Large traders actually prefer this. It lets them get the first part of their order at a good price before the market realizes how big their order is. They can discriminate among the sellers who are most willing to trade (who offer good prices) and those who require worse prices.

Standing limit order traders, on the other hand, prefer the uniform pricing rule because they don’t want to be picked off one by one at their limit prices.

The Continuous vs Call Market Trade-Off

For the same order flow, a single price auction produces more total trader surplus than a continuous auction. Harris demonstrates this with a detailed numerical example where the single price auction generates a surplus of 1.6 versus only 1.0 for the continuous auction processing the same orders.

But continuous markets let traders trade when they want to. That flexibility has real value. If you need to buy right now, you don’t want to wait for the next market call. You’ll pay someone for the ability to trade immediately. That’s essentially what dealers do in continuous markets: they facilitate efficient allocation across time, and they earn the spread as payment for that service.
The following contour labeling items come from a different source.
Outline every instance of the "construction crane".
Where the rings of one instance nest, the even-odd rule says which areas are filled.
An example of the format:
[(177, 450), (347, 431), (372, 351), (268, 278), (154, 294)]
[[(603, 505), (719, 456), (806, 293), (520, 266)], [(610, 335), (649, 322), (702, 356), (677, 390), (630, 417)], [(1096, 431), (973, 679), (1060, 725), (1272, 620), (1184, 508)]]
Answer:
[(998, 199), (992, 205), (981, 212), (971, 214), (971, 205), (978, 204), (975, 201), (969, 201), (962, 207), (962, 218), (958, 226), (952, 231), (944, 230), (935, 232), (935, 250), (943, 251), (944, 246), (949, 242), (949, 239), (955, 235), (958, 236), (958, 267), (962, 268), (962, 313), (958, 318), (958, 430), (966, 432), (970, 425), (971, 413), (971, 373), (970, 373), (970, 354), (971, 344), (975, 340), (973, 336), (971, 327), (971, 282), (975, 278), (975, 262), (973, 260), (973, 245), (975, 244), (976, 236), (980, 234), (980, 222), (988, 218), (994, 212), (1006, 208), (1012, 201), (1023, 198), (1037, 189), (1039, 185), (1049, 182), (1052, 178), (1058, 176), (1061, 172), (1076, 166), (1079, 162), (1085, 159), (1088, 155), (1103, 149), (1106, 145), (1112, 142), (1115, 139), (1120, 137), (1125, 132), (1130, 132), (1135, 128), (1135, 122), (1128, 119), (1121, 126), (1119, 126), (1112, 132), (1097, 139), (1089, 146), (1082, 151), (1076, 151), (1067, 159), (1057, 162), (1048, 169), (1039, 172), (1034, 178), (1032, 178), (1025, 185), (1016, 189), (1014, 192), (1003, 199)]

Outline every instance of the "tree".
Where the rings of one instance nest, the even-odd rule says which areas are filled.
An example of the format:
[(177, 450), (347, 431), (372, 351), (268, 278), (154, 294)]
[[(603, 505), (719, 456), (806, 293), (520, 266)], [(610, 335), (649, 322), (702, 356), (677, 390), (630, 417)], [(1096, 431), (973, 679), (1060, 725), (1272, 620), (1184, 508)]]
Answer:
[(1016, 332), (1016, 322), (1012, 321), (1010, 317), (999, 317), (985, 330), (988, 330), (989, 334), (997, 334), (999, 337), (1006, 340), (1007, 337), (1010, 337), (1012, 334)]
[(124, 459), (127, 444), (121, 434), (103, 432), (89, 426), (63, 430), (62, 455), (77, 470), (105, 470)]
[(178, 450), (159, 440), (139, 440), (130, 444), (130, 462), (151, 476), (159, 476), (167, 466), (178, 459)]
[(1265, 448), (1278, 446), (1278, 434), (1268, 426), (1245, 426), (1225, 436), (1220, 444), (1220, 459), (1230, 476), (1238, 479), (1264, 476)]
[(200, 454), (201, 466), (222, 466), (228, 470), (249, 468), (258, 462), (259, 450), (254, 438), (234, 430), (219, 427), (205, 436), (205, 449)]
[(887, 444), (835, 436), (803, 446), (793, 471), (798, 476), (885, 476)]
Here’s a counterintuitive fact: continuous markets often trade more volume than single price auctions for the same order flow. But volume isn’t a good measure of market quality. Exchanges could maximize volume by matching buyers and sellers to minimize the difference between their valuations for each trade. But that would actually minimize total surplus. Volume and trader benefit can move in opposite directions.

Crossing Networks

Crossing networks are the oddball of order-driven markets. They don’t discover prices at all. Instead, they take prices from other markets and match orders at those imported prices.

POSIT, for example, crosses stocks eight times daily during regular trading hours. It takes the midpoint of the bid-ask spread from the primary market at a random time within seven minutes after each call. Traders use POSIT because it lets them fill orders at the spread midpoint with zero market impact.

The problem? Fill rates are terrible. Less than 10% of submitted order volume actually crosses. But the cost is so low (1-2 cents per share, no market impact) that traders keep trying.

Crossing networks raise interesting questions about price ownership. The primary exchanges that produce the prices think crossing networks are freeloading. The crossing networks argue they shouldn’t have to pay for prices their customers helped create. This debate isn’t settled.

Two dangers with derivative pricing: stale prices (the borrowed price no longer reflects true value) and price manipulation (someone moves the price in the primary market to benefit their cross). After-hours crossing networks are particularly vulnerable to stale prices because stock values keep changing after the 4 PM close but the crossing price is fixed.

Why Rules Matter

The rules of order-driven markets aren’t just technicalities. They determine who has power and privilege, how traders behave, and ultimately whether markets are liquid and prices are informative.

Price priority encourages aggressive bidding and offering. Time precedence encourages traders to submit orders early and improve prices. Display precedence encourages order exposure. Public order precedence protects public traders from floor traders’ informational advantages.

Different pricing rules favor different traders. The discriminatory rule favors large liquidity-demanding traders. The uniform rule favors small liquidity suppliers. The derivative pricing rule favors well-informed traders and potential manipulators.

There’s no perfect set of rules. Every market structure is a set of trade-offs. Understanding those trade-offs is what lets you trade effectively in any market you encounter.


This post is part of a series on Larry Harris’s “Trading and Exchanges: Market Microstructure for Practitioners” (Oxford University Press, 2003). Chapter 6 covers order-driven markets.